FP&A was traditionally focused on compiling data, crunching numbers, and creating reports and analysis for management and department leaders. More and more companies are moving away from this approach. Simply compiling and analyzing numbers isn’t enough.
With the amount of data growing all the time and an unprecedented fast paced business environment, FP&A has merged into a strategic asset of every aspect of the company. When working correctly and with all of the tools available, the finance team fuels growth, increases revenue, and helps everyone make better business decisions.
Despite the fact that many companies are adding on new software tools to help fuel this transition, an FP&A Trends report shows that finance teams are spending only 16% of their time adding value, with the remaining 84% of the time spent on “old habits” such as gathering data, information, and insight generation.
Much of this can be changed through business partnering.

What is Business Partnering in FP&A?
Business partnering is a relatively new term which describes not only the physical differences of FP&A taking on new roles, but also the paradigm and thinking shift in the strategic journey of the finance team. It seems that the term business partnering was first coined in the 1st edition of the PwC book titled CFO: Architect of the Corporation’s Future.
The always forward thinking PwC described this movement around the time of the huge increase in data, software systems, and right before the takeoff of tech companies. They highlighted the need for a vision change in the FP&A department.
Shifting away from reporting and transaction processing, and moving towards strategic decision making that supports all business units was critical in their minds to keep up with the changing business environment.
Although the term has evolved somewhat since then, the idea remains the same: FP&A needs to play a more active part in decision making.
The role of an FP&A business partner
There is no one description or one approach of what an FP&A business partner should be. It varies greatly depending on the size of the company and finance team, experience of everyone involved, business stage of the company, and how flexible management is. However there are some characteristics that are important for every FP&A specialist.
The first step is trust and reliance. Although this isn’t something new or surprising, if the company is able to rely on the finance teams’ consistent and error free financial reports then this is the first step in business partnering. Trust goes a long way and is the foundation of it all.
In addition, the FP&A Trends report found 3 things that are unique to FP&A business partnering. These are more challenging and can be hard to come by.
- Business Oriented – Part of the mindset change is understanding how the data affects each business department.
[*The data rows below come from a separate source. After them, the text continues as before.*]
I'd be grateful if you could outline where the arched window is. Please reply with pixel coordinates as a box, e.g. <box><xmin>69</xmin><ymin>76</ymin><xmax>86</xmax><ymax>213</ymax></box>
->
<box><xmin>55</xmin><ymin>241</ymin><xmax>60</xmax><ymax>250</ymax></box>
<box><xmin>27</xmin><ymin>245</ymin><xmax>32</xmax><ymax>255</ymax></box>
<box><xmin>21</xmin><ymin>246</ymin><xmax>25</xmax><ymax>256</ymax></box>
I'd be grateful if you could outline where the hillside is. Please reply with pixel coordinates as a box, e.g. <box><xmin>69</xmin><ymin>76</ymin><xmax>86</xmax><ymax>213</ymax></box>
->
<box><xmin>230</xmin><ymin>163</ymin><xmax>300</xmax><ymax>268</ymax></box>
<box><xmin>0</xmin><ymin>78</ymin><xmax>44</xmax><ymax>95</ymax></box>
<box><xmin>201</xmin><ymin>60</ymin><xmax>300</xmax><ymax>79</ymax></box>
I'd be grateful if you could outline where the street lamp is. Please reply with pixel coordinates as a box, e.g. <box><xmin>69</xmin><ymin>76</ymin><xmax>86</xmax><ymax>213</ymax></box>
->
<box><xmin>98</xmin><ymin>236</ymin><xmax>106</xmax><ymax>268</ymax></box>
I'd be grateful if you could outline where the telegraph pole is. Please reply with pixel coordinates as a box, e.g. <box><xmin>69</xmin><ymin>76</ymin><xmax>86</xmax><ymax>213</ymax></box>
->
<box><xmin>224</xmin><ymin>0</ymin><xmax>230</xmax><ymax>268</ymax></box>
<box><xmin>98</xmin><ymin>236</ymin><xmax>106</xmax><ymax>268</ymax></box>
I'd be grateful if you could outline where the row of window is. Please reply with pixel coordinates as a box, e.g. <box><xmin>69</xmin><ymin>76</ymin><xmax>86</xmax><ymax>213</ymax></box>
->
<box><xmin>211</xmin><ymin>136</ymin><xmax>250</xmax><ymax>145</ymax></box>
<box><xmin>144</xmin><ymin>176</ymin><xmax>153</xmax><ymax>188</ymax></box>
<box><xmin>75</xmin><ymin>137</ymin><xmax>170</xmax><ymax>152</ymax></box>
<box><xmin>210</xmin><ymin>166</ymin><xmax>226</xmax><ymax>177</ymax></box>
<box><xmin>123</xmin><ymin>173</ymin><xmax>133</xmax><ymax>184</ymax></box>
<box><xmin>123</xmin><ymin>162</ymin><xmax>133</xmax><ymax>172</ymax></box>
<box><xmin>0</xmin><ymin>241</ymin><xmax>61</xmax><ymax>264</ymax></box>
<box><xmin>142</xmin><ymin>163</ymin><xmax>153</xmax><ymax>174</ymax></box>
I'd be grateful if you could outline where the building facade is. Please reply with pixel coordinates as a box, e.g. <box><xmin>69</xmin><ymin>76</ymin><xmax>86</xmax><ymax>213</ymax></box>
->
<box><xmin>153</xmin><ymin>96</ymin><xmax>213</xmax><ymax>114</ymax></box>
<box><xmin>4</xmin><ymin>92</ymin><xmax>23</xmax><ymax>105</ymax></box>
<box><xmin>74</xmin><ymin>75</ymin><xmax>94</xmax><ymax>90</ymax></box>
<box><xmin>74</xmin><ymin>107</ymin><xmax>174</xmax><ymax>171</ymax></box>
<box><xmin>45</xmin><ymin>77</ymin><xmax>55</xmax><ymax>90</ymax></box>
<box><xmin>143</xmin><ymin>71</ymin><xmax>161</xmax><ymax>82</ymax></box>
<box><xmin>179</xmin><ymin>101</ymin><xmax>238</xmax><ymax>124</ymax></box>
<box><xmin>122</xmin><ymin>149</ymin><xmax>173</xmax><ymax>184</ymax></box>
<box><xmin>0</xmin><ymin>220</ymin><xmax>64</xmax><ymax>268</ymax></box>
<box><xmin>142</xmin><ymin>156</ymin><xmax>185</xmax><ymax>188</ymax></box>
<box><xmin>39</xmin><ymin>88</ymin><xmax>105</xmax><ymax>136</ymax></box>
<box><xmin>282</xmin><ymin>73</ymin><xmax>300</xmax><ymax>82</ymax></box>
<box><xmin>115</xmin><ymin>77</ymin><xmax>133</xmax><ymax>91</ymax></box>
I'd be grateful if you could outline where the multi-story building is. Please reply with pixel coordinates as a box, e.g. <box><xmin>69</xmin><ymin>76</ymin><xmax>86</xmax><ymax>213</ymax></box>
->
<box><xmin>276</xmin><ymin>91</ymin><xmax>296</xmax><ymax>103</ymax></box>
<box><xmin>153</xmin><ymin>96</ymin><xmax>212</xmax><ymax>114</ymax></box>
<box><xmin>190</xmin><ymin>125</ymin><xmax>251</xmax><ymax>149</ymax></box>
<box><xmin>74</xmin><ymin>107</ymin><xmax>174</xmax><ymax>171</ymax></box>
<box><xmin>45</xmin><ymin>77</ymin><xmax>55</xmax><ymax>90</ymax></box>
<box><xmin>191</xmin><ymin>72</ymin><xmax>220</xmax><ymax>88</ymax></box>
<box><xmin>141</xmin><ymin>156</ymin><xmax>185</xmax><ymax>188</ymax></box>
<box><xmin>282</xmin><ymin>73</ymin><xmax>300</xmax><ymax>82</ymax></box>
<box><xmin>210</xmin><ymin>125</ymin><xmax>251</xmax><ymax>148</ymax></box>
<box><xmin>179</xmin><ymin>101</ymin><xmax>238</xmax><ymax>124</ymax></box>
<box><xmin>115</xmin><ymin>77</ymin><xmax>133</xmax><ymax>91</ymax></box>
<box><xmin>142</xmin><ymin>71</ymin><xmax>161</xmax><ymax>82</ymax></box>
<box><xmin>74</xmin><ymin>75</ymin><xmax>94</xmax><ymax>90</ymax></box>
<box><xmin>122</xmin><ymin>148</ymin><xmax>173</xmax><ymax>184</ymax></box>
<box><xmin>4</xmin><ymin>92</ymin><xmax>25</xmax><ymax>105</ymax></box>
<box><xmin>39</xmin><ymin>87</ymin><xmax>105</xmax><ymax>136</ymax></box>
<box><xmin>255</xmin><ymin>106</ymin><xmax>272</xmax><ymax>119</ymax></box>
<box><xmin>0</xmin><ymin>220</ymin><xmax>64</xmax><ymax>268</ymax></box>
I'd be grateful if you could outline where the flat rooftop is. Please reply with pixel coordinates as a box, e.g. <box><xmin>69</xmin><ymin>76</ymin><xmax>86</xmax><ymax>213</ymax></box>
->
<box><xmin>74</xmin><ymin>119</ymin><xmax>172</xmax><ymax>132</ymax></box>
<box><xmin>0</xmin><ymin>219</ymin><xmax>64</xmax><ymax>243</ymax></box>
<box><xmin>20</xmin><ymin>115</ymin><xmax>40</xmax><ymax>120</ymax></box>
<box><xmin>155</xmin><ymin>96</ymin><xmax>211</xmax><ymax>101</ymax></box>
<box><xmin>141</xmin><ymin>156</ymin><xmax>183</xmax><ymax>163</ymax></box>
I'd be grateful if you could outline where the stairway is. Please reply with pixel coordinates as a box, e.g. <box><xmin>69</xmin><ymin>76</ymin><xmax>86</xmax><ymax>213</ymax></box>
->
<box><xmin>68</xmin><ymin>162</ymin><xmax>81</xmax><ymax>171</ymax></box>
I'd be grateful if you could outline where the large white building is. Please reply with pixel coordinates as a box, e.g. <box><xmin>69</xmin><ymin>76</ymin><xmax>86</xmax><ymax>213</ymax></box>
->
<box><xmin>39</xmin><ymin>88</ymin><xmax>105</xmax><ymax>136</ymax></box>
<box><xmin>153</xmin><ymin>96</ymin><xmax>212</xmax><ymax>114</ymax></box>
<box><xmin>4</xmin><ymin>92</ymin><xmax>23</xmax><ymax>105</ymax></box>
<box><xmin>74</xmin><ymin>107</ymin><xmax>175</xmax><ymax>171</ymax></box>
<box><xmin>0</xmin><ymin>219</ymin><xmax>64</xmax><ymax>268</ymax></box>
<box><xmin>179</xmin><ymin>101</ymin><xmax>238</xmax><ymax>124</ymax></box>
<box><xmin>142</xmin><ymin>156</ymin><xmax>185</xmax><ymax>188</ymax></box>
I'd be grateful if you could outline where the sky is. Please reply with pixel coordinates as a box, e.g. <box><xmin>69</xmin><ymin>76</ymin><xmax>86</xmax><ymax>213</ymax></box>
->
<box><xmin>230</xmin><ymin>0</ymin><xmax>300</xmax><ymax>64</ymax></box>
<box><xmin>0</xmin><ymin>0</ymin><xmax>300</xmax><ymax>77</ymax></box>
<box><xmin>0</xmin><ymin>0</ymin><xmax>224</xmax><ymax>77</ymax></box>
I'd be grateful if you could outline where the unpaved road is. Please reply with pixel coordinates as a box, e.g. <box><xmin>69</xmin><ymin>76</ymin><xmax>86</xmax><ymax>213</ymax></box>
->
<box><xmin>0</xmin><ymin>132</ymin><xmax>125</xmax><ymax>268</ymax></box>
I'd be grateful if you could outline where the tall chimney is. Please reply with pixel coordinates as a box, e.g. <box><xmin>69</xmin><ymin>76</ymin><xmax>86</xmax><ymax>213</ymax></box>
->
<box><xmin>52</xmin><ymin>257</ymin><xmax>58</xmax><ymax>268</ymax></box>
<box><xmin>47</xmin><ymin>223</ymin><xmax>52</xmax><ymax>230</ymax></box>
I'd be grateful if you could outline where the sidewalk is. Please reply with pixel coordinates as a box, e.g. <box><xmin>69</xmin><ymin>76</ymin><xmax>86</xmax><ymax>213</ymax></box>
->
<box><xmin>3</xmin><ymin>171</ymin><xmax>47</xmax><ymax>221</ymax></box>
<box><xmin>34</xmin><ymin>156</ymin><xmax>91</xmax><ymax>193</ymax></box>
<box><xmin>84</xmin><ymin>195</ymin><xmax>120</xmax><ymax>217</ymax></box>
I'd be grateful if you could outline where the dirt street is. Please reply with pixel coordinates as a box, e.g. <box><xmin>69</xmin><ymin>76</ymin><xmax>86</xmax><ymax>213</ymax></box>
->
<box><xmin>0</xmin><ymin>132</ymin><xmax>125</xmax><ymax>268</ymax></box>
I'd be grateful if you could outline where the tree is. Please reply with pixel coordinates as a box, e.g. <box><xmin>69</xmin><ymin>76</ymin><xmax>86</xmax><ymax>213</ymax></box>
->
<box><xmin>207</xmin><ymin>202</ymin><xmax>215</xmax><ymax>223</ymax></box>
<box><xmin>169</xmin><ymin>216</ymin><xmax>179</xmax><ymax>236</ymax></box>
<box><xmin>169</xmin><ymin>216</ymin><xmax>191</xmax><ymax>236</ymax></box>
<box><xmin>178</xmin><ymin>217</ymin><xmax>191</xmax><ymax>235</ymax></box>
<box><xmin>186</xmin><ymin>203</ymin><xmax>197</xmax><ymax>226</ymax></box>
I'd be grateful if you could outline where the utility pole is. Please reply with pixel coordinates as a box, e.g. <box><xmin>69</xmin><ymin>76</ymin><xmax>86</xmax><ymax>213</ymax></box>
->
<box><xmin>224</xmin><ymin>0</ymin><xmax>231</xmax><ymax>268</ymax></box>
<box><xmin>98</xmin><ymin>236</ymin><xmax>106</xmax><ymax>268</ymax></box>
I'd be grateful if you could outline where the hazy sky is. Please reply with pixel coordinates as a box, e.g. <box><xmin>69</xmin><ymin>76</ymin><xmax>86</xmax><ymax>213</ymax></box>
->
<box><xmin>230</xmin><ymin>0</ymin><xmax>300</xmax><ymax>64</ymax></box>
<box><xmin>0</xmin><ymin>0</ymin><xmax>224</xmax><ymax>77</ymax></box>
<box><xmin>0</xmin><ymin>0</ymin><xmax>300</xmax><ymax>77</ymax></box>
FP&A specialists need to understand the problems of their Business Partners and strive to solve them. Doing this without being told, understanding managements’ business language, and taking an active role in the team are all key. These aspects will quickly develop a higher level of trust and confidence.
- Analysis and Insights – FP&A teams are made up of curious thinkers, problem solvers, and experienced employees. They are hired not just to make reports but also to create the news by pulling out key trends and ultimately influencing key decisions that the business is making. The best solution for this is digitization which provides in-depth dashboards for reporting trends, and automates the manual parts of the finance department.
- Decision Support – FP&A has a deep understanding of cause and effects and business longevity. Building a broad base of different scenarios to guide the business through both good and tough times will help find the optimal outcome that creates maximum value.
Business Partnering in action
As the name suggests, business partnering involves two sides in order to work. In this case, the executives (CEOs, CFOs, management, etc.) and the finance team.
For finance team members and FP&A specialists:
- Gain a deeper understanding of the business- this includes customers, stakeholders, and key drivers.
- Show leadership and take initiative- With business partnering, there’s nothing management would rather see than the finance team showing leadership.
- Develop credibility- Show that you are willing to go above and beyond being a finance expert by being a business minded partner in the organization with a goal of driving value.
For CFOs and other management roles, the process is similar, but with a broader view:
- CFOs should align FP&A with the organization’s strategy. While everyone on the FP&A team can be involved, it’s the CFO who leads this with the rest of leadership.
- Discovering new opportunities for the FP&A team to act on. This can be internal team growth or even on the organizational level.
- Implementing new tools to improve collaboration and performance. This can be something as simple as communication tools for hybrid or work from home companies, all the way up to FP&A software tools that help the team automate data and analyze it better and easier.
Conclusion
FP&A business partnering requires an organizational mindset change as well as increased collaboration between management and the finance team. Companies who are able to do it successfully will be rewarded with increased productivity thanks to transparency and deeper understanding of the organization. These FP&A teams will be able to increase productivity across all departments.